Think you might be ready to try ClickHouse? There are a few ways to start, most fundamentally with the open source version.
Prefer to avoid hosting and scaling yourself? Tinybird, a tool that developers affectionately dub “ClickHouse++” takes ClickHouse’s already robust capabilities, offers serverless hosting and adds even more developer-focused goodness to the mix, including
- Native integration with multiple data sources (like Kafka, S3, GCS, BigQuery, Snowflake, and more. It even offers a streaming HTTP endpoint to capture events directly from your application or service.

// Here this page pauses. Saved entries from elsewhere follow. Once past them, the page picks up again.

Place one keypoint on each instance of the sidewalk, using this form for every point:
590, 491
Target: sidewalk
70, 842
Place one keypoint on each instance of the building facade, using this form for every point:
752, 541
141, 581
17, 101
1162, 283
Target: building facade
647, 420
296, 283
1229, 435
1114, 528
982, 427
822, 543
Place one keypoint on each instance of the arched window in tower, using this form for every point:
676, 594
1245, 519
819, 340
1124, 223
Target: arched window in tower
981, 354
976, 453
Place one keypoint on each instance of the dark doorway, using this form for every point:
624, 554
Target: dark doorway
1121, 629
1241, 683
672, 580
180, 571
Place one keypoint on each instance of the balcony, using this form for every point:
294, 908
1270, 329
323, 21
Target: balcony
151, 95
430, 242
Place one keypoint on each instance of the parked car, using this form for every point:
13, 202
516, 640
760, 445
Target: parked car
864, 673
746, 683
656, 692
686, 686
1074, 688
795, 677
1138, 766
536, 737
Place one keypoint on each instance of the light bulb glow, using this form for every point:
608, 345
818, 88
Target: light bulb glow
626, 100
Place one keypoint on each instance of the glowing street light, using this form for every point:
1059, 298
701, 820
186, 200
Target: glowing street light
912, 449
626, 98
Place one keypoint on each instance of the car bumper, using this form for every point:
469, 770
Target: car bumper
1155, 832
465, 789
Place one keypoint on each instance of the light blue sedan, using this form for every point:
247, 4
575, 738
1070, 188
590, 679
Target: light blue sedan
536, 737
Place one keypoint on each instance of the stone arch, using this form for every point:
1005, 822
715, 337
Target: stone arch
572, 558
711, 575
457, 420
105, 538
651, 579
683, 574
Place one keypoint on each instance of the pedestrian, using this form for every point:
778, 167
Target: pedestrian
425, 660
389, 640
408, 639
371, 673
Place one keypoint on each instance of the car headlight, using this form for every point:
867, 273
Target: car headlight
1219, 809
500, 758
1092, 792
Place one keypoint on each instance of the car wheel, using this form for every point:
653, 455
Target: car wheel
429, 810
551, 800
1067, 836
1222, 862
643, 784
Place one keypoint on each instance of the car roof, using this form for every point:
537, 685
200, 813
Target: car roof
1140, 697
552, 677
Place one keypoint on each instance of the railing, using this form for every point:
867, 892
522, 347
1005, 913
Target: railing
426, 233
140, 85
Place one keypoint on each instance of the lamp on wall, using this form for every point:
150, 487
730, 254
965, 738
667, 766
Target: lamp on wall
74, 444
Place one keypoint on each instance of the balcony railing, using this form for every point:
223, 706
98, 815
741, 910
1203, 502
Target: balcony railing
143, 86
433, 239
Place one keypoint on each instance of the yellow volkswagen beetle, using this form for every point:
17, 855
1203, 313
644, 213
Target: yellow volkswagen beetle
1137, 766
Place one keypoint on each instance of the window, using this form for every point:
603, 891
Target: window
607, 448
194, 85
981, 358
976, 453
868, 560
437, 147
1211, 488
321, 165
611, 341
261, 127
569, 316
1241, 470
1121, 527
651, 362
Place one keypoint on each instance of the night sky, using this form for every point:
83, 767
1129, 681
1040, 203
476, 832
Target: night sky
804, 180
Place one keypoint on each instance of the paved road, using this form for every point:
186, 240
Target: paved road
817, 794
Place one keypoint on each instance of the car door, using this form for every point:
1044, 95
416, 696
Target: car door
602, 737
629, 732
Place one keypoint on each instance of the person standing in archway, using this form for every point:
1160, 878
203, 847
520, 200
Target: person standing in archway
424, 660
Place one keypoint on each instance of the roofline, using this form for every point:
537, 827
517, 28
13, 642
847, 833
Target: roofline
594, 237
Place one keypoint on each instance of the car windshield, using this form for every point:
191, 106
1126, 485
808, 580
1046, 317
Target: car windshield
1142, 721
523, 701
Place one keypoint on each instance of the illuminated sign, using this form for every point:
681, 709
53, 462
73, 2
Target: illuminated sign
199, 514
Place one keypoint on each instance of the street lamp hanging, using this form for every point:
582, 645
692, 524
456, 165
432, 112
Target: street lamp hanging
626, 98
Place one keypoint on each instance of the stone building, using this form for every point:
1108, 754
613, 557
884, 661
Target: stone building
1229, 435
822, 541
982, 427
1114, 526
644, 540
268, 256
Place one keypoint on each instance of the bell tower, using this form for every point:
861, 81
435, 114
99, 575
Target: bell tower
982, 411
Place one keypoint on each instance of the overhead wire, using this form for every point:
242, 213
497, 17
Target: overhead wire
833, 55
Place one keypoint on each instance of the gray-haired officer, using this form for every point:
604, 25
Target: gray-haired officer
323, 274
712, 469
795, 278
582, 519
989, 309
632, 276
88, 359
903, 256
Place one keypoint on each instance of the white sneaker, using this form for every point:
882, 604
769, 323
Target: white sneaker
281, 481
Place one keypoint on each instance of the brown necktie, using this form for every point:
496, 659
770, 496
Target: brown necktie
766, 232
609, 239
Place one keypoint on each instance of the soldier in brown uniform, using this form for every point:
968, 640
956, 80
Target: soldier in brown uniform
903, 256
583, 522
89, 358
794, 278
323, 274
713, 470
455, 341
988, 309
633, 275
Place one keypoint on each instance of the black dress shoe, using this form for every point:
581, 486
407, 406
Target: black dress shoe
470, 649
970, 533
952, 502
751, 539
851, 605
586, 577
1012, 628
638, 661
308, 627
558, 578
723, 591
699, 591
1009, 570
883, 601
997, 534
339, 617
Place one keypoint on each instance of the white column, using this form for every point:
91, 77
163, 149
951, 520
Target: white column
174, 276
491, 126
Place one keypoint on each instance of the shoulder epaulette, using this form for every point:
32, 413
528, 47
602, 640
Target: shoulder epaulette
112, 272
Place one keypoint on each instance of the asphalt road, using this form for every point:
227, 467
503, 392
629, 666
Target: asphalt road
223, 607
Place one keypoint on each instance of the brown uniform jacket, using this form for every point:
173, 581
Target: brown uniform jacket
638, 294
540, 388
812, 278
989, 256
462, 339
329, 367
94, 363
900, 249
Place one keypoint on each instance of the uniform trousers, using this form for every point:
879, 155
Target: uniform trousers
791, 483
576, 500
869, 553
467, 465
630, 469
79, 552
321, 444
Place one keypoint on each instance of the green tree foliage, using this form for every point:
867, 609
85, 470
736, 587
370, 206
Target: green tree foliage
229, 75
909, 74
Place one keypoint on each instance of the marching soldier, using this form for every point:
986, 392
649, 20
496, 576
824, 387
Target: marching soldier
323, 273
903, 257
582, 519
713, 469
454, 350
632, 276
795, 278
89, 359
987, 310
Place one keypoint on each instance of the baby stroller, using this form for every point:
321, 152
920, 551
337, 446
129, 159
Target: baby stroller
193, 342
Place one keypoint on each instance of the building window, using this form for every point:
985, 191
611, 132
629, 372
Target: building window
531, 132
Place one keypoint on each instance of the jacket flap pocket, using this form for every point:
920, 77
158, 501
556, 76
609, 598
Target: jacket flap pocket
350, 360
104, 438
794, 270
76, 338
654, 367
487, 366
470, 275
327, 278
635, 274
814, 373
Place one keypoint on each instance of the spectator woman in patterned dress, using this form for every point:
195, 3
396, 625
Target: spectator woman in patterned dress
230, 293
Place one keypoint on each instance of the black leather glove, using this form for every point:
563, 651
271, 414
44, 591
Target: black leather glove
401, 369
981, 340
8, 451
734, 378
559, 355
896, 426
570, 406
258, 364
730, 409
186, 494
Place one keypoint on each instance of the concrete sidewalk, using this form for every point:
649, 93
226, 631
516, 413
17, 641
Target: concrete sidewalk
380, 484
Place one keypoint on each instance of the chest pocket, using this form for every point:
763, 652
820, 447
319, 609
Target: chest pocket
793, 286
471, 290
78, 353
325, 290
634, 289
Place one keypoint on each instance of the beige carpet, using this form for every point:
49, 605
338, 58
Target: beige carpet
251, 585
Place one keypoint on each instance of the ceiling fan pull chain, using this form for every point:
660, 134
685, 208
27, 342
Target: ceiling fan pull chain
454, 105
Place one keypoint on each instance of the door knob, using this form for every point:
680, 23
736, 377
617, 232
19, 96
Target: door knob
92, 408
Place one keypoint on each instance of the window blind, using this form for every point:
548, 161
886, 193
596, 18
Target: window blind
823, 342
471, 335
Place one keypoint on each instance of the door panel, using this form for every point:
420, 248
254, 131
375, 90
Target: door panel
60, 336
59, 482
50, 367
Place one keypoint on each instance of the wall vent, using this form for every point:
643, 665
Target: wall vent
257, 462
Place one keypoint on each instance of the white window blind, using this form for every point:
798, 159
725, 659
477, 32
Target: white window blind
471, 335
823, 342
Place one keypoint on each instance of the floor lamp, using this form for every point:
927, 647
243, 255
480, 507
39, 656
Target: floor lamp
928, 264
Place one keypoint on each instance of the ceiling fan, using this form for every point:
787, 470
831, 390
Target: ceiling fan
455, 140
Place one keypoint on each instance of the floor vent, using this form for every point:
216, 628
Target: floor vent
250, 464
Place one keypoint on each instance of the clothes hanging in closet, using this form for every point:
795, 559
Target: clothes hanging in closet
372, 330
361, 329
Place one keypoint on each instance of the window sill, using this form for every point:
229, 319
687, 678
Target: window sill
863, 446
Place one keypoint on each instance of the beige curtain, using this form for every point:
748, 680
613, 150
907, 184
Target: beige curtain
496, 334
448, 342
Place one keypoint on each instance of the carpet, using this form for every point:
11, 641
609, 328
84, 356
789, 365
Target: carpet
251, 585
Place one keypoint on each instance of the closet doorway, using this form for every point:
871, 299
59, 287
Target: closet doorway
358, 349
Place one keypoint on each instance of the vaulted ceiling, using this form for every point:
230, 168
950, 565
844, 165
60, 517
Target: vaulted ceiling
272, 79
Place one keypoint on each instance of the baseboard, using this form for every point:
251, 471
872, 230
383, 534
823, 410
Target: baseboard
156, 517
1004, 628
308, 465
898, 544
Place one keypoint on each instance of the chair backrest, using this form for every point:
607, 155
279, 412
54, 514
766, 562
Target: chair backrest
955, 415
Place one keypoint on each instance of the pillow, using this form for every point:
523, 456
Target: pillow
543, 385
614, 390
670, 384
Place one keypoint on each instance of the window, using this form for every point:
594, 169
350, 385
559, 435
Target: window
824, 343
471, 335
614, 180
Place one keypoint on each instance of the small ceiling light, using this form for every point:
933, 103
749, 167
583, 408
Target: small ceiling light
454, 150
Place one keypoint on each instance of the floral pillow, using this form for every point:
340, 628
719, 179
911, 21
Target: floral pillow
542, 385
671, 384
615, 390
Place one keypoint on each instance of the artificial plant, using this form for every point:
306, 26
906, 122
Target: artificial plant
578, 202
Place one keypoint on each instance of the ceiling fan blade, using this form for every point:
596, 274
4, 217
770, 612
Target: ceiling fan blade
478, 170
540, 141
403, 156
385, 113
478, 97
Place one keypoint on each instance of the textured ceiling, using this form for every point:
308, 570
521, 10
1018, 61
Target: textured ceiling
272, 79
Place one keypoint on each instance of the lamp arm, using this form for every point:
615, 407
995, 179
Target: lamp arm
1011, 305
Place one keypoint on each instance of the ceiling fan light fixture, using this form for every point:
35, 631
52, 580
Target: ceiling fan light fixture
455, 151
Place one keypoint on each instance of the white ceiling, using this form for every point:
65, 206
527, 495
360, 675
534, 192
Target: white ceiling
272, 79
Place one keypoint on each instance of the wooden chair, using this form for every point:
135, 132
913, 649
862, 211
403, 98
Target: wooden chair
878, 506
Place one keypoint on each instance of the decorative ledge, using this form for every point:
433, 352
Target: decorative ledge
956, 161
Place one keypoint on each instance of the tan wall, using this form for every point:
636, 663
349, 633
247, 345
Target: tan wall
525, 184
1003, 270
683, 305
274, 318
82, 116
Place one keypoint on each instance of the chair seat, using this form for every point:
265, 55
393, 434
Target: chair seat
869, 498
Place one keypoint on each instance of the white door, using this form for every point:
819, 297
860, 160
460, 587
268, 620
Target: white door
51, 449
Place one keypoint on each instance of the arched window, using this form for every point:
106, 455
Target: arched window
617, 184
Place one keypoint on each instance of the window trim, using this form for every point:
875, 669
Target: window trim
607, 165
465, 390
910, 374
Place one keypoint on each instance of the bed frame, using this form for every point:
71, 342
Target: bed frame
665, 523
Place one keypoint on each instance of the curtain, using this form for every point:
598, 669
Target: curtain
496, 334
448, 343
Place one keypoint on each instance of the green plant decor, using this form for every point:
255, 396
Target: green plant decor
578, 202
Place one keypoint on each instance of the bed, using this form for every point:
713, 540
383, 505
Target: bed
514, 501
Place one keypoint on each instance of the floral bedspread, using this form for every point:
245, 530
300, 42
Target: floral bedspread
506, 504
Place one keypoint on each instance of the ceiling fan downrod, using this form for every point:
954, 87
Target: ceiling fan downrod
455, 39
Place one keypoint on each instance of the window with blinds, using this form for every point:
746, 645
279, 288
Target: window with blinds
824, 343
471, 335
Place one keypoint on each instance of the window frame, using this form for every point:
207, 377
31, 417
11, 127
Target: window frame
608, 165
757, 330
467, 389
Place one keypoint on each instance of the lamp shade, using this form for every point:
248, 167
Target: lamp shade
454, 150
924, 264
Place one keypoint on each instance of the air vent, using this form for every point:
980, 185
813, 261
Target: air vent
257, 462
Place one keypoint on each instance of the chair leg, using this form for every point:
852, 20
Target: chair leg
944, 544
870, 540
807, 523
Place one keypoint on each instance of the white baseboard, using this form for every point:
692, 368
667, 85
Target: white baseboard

- UI, CLI and API: Tinybird abstracts the complexities of a powerful database into a workflow, that offers interactions through UI, a CLI and a RESTful API.
- Rapid API development framework: With Tinybird, you can query your database tables with composable nodes of familiar SQL, and instantly publish your queries as dynamic, documented, secure and scalable APIs to power your app dev, as in this example.
So, What Are You Waiting for?
If you’re a data engineer or a software developer constantly juggling large volumes of data and crunching numbers for real-time analytics, ClickHouse is your best bet. Once you’ve tasted the speed of ClickHouse (and Tinybird), there’s no going back.
- For a deep dive into ClickHouse, visit its official documentation.
- To understand how Tinybird can supercharge your ClickHouse experience, check out the Tinybird documentation.
Q: Is ClickHouse suitable for online transaction processing (OLTP) systems?
No, ClickHouse is designed primarily for online analytical processing (OLAP). It’s perfect for real-time analytical queries on large data volumes, not transactional systems.
Q: How does ClickHouse manage data redundancy and availability?
ClickHouse supports asynchronous multimaster replication. You can configure it to keep copies of your data on different nodes for higher availability.
Q: What language does ClickHouse use for queries?
ClickHouse uses SQL for queries. So, if you’re familiar with SQL, you’ll feel right at home.
Q: How does Tinybird enhance ClickHouse’s functionality?
Tinybird is a serverless platform that lets you build real-time analytics APIs on top of ClickHouse at high speed. It provides a much more ergonomic developer experience with features designed for real-time app development. So, it’s like adding an extra layer of speed and convenience to your ClickHouse setup.